Child 2: Now, this child is normally an angel and a bit of charmer. This past week, however, he hasn’t really been listening at all or participating like he used to. I’m trying to figure out if maybe something went on at home or in school. He’s hanging out more with the trouble maker boys so I’m assuming that’s what going on because he has a twin brother, Kaan, in another teacher’s classroom but his brother hasn’t been acting up at all.

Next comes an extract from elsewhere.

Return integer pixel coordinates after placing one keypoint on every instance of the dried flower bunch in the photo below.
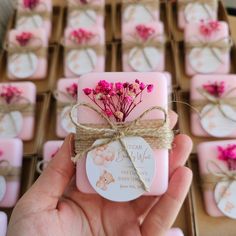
(9, 93)
(118, 100)
(228, 154)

Child 3: I love this little girl. She listens to absolutely everything and is the perfect student. It’s not even that she’s like a teacher’s pet or anything of the sort, she just really seems to want to learn. I feel bad at times because I know that if I had one on one time with her she would excel. Not once have I had to tell her off, and I can’t say that for any other student that I have. She’s a brilliant little one and, if given the chance, will go far. I need to figure out a way to give her more activities to do because I feel like she gets bored at the pace that we’re going. She also has one of the programs that I use to teach at home. She likes it because she knows all the words to the songs and such but I feel bad at times because she isn’t learning anything new and I know she wants to. Even when it comes to playing games that the other children love to play, say like musical chairs or something of the sort, she’ll just sit and watch. She really wants to just learn and do school work. It’d be so much easier to teach her if we were allowed to teach them the alphabet, but we’re not allowed to do so.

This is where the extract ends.